The boys, aged 14 to 18, have been quite cooperative and there has been some meaningful progress. However, it remains a complex and serious issue.


Bulele mentorship group at Concordia High School

Two representatives from the Khayamandi Foundation (Augusta, Georgia) spent last week in Knysna to further assess needs within the township. Recently retired, Kurt (seated at left) and Coop (blue shirt on right) focused on identifying the nature of projects Khayamandi may wish to undertake in Knysna.


L to R: Siyabulela, Buntu, Kurt, Thembinkosi, Phumlani

Kurt and Coop accompanied Janet, Jim, and our friends Ella and Penny, to learn even more about our township initiatives. It also served as a wonderful opportunity for the boys to interact with Coop and Kurt and learn how both men approached their education and successful careers. It was a fun time for everyone.


Grade 8 tutoring group

Coop (at blackboard) is a Civil Engineer and eagerly seized the opportunity to help Janet tutor the boys in math.


Masibulele (age 19, grade 12) and his little friend

Positive Change in South Africa (source: The Long View: Getting Beyond the Drama of South Africa’s Headlines, J.P. Landman)

The SA fertility rate (births per female) is currently 2.4 yet was 5.8 in the 1970’s. It remains 5.0 across most of sub-sarahan Africa.

Since 2009: GDP growth of 2.8% in SA exceeds population growth of 1%. Employment growth has been 1.5%.

Sunny and hot with mostly clear skies today in Knysna. Jim & Janet. 










Youth Giving Back


Thiso’s home

The housing conditions for some families remain unacceptable. People living in temporary wooden structures or shacks often suffer from leaking walls and roofs, which can mean wet clothing, bedding, and disrupted sleep each time it rains. One example is the structure where Thiso (16) lives with his single Mom.


Thiso’s bed

When it rains, water penetrates the walls of Thiso’s room and his bed must be moved.   IMG_1957 Daniel and Pride (visiting from Zimbabwe) and Simbulele recently volunteered to undertake the task of water proofing the exterior walls of Thiso’s room. Yesterday we embarked on this project using a house-wrap product which is waterproof and windproof.
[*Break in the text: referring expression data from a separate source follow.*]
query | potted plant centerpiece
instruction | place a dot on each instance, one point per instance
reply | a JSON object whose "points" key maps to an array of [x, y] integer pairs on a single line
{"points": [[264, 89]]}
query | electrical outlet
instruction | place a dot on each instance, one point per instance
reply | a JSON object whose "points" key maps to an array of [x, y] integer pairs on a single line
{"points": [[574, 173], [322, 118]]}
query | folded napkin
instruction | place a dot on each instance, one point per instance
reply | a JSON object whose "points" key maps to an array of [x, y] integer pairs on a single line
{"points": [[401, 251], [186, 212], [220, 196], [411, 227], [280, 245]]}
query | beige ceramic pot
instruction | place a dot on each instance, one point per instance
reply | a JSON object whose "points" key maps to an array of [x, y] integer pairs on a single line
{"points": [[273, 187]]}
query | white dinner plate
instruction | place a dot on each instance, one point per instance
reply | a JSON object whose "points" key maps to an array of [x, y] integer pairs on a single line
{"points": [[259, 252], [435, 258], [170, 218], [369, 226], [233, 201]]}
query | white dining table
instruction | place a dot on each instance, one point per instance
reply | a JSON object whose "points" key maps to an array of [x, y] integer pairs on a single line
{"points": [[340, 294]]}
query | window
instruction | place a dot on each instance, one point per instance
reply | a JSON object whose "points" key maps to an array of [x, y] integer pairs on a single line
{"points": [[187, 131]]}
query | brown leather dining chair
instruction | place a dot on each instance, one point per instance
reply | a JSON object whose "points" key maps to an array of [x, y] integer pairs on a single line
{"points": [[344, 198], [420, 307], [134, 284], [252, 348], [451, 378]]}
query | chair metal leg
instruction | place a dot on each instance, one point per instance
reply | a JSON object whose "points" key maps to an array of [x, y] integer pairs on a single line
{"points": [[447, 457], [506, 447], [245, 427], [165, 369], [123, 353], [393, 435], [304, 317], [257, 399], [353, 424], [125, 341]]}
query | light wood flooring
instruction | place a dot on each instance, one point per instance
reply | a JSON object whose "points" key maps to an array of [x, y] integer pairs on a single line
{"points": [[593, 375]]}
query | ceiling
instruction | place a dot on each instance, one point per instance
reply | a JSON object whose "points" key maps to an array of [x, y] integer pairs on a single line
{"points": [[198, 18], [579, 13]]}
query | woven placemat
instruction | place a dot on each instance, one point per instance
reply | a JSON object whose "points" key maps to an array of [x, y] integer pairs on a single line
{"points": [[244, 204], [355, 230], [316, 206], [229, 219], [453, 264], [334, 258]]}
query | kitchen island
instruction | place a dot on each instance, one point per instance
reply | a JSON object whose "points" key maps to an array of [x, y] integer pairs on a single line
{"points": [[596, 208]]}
L to R: Daniel, Pride, Thiso, Simbulele, Jim

Teamwork! The guys worked hard in the hot African sun.


Our photographer, Janet (with Pride) !


Simbulele (on roof), Thiso, Jim

Assessing the roof…



Leak-testing the roof (we forgot to provide advance warning) !


Jim & Thiso

Repairing holes in the metal roof.


Jim, Thiso, Elizabeth

The finished product being inspected by Thiso’s mother, Elizabeth, when she returned home from work.

TODAY…Pride, Daniel, and Thiso will help Simbulele windproof 2 interior walls of the wooden structure where he stays.